Assemble bacterial genome and make variants call.
This project contains two pipelines handled by Snakemake :
- A de novo bacterial genome assembler coupled with gene annotation design for paired end reads.
- A pipeline for variant calling by comparing against a reference genome. It's design for paired end reads. Can be used with a metadata file listing the different bacterial strains used and the experimental conditions to regroup output (ex :
variant_calling/metadata.csv
).
Install the latest version of BAoBAb tools in your directory.
git clone https://github.com/BAoBAb-biofilm/BAoBAb.git
Installing all the dependencies manually:
Soft | Version |
---|---|
AbritAMR | 1.0.13 |
fastQC | 0.11.9 |
Prokka | 1.14.6 |
Quast | 5.2.0 |
Trimmomatic | 0.39 |
Unicycler | 0.5.0 |
Snippy | 4.6.0 |
To use the two differents tools you need paired end sequence reads files in fastq format (can be in .gz format).
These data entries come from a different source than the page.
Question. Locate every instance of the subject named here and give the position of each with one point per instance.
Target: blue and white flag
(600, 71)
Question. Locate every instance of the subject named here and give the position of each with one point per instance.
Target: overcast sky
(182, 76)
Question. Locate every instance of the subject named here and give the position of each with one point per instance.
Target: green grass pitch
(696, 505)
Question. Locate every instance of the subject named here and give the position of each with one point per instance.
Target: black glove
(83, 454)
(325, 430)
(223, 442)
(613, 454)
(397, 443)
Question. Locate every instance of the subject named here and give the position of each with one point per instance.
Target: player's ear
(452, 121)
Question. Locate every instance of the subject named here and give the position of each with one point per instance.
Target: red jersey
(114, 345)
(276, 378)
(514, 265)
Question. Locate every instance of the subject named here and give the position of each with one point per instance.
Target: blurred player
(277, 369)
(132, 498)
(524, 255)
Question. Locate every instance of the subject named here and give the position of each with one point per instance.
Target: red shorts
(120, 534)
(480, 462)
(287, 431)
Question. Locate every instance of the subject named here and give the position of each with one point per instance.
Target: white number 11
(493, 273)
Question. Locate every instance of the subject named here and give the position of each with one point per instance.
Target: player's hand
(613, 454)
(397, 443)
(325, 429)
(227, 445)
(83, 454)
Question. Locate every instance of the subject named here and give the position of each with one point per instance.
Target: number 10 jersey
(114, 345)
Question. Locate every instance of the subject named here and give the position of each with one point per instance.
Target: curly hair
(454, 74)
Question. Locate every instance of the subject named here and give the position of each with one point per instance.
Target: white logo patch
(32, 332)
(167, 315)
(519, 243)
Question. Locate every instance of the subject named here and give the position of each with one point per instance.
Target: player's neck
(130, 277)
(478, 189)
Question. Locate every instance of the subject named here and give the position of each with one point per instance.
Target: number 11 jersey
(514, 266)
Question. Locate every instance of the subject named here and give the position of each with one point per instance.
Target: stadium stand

Forward and reverse files must be named like this :
strain_name_R1.fastq.gz
strain_name_R2.fastq.gz
The pipelines are designed for Escherichia coli strains, please change species and genus in prokka and abritamr rules of the genome assembly tool.
snakemake -s snakefile_assembly.py
- Input : All paired reads need to be located in a
raw_reads
folder. - The Trimmomatic parameters need to be changed to match the analyses obtained with FastQC.
snakemake -s snakefile_variant_calling.py --configfile config.yaml
- Input : All paired reads need to be located in a
raw_reads
folder. - The Trimmomatic parameters need to be changed to match the analyses obtained with FastQC.